Düren tritt kräftig in die Pedale: Stadtradeln entwickelt sich zu einem Renner

Düren tritt kräftig in die Pedale : Stadtradeln entwickelt sich zu einem Renner

Düren hat kräftig in die Pedale getreten. Beim der deutschlandweiten Aktion Stadtradeln nahmen im Juni und Juli 300 Fahrer in 35 Teams teil und radelten in dieser Zeit zusammen mehr als zweieinhalb Mal um den Äquator.

Am Montag wurden nun in einer Abschlussveranstaltung die Sieger in verschiedenen Kategorien gekürt und weitere verloste Preise vergeben.

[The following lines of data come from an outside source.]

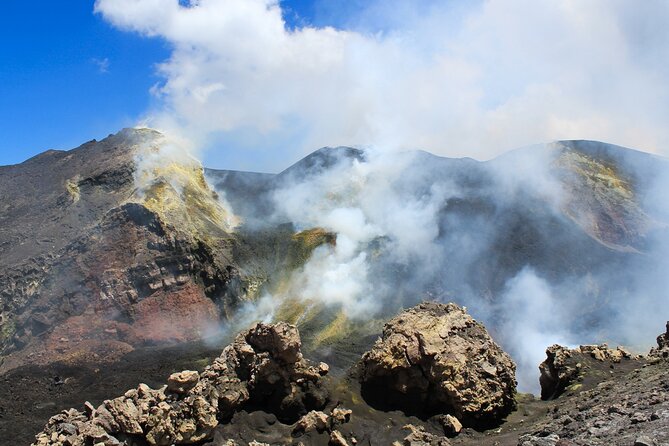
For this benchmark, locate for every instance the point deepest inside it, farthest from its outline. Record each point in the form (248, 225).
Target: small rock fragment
(337, 439)
(182, 382)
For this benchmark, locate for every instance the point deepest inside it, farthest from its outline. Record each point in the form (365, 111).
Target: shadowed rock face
(88, 264)
(436, 359)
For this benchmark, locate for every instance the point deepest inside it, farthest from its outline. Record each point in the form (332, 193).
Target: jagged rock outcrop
(662, 350)
(263, 367)
(434, 358)
(564, 366)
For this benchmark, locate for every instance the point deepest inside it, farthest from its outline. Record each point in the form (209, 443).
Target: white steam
(470, 80)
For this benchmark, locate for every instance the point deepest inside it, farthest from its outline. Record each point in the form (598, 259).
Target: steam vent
(149, 300)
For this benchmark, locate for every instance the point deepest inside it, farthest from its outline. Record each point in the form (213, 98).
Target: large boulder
(263, 368)
(435, 359)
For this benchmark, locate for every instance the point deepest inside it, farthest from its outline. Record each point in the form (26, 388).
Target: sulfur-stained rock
(558, 371)
(182, 382)
(313, 421)
(435, 359)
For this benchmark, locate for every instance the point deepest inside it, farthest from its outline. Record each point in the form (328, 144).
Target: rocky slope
(261, 390)
(120, 250)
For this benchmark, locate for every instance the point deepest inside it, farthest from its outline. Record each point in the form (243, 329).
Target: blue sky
(455, 78)
(67, 76)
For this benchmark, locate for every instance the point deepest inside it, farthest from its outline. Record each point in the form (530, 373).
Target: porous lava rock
(564, 367)
(436, 359)
(662, 349)
(263, 367)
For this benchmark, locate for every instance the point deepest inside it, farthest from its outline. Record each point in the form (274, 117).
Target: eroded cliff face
(93, 265)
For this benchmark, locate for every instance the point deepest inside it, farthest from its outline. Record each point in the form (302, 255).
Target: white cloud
(471, 81)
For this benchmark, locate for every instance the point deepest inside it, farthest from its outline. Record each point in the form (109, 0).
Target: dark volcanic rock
(563, 366)
(93, 266)
(263, 367)
(434, 358)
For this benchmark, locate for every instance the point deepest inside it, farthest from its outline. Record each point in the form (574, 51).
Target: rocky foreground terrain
(443, 375)
(123, 262)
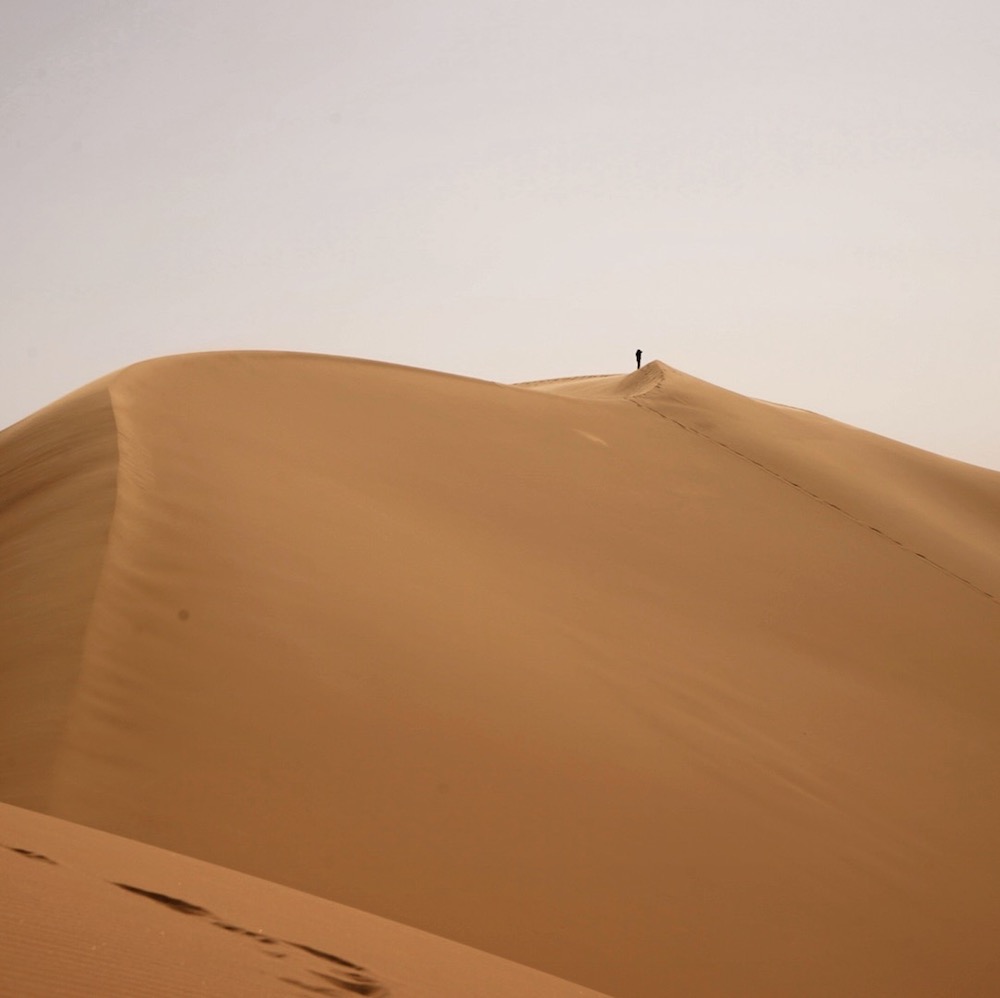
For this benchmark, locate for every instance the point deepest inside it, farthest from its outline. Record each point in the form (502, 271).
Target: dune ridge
(651, 686)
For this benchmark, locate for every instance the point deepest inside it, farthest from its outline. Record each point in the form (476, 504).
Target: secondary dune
(86, 913)
(653, 687)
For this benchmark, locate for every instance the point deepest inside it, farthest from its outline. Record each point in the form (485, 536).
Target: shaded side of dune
(612, 685)
(57, 494)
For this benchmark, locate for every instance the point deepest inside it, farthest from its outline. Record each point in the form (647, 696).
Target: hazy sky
(799, 201)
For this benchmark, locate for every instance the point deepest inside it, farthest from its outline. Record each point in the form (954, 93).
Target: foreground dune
(87, 913)
(650, 686)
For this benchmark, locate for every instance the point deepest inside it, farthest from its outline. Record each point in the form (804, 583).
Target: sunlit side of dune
(633, 680)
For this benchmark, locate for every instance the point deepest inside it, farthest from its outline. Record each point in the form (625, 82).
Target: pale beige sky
(796, 201)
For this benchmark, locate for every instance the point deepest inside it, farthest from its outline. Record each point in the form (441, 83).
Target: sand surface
(88, 913)
(650, 686)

Die Bilanz ist positiv, denn die Ergebnisse aus dem vergangenen Jahr wurden mehr als verdoppelt. Zusammen vermieden die Dürener Radler 15238 Kilogramm CO2. Bürgermeister Paul Larue (CDU) freut sich über das Engagement: „Das Fahrrad ist ein wichtige Fortbewegungsmittel gerade für die kleinen Strecken des Alltags oder der Freizeit“, sagt Larue, der selbst im Sommer mit geradelt ist. „Mobilität sollte nicht nur mit dem Auto stattfinden, sondern auch mit öffentlichen Verkehrsmitteln oder eben dem Fahrrad.“

Für besonders herausragende Leistungen wurden Urkunden in fünf Kategorien verliehen: Die erfolgreichste Einzelleistung schaffte Ralf Jungherz mit 2086 Kilometern, gefolgt von Ralf Dick mit 1656 Kilometern auf dem zweiten Platz und Anja Georg mit 1604 Kilometern auf dem dritten Platz.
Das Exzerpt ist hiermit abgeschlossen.